Will your Canada Pension Plan disability income (CPP DI) continue once you retire and start your pension? 
And, should you start your pension now, knowing that your workplace disability income will stop?

Do you lose disability when you retire?
Let’s deal with your CPP question first. To qualify for and maintain CPP disability income, your disability must regularly prevent you from doing any type of substantially gainful work. “Substantially gainful work” is defined as earning income. Essentially, if you earn more than $18,503, the maximum CPP DI benefit for 2023, you will most likely be cut off.
There is a grey income earning range between $6,600 and $18,503 a year, in which your CPP DI may be reduced or even eliminated. In this range, it is difficult to estimate the impact on CPP DI because CPP deals with people on a case-by-case basis.

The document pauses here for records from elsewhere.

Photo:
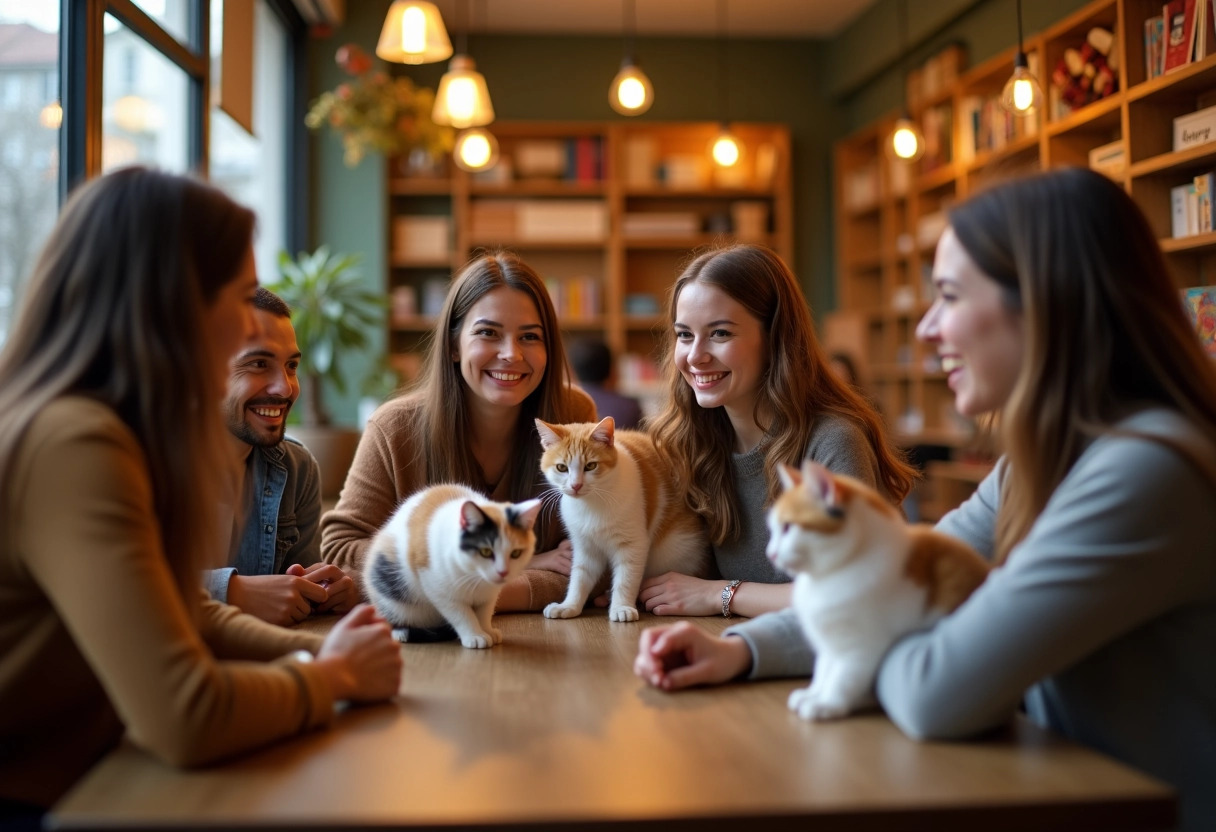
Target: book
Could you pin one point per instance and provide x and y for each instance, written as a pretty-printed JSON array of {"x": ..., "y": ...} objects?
[
  {"x": 1180, "y": 33},
  {"x": 1153, "y": 29},
  {"x": 1178, "y": 211},
  {"x": 1200, "y": 305}
]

The good news for you, Wilma, is that CPP uses earned income as the measure of your ability to work and earn an income, and not passive income. Passive income is basically the income you didn’t have to work for to receive. That includes company pensions, registered retirement savings plan (RRSP) and/or registered retirement income fund (RRIF) withdrawals, rental property income, and so on. With a few exceptions, passive income will not affect your CPP.
So, the answer to your first question is: Yes, your CPP disability income will continue if you retire now and start to collect your pension. 
When on disability, should you retire early?
Now, is that what you should do? Like most things concerning money and retirement, it depends on factors like math, your lifestyle and spending behaviours, tax and group health benefits. 
If you retire and start your pension now, you will be replacing $16,000 a year with $29,905 annually for the next four years, before you turn 65. That’s an extra $13,905 a year, or an additional $55,620 over four years.
After 65, your lifetime pension will be $20,034 a year, rather than $23,034, if you waited until turning 65 before retiring. So, after age 65 you will have $3,000 less a year in today’s dollars. If I divide that $3,000 into $55,620, that tells me it will be 18.5 years before the pension pays out the same amount of money if you retired now rather than later at 65. That makes age 79 the break-even point for you. The best mathematical choice for starting your pension is at age 65 should you live beyond age 79.
A few things will shorten or extend the break-even point, though. For example, you may save and invest the additional $55,620 you earned by starting your pension now. Do that and the break-even point will extend beyond age 79.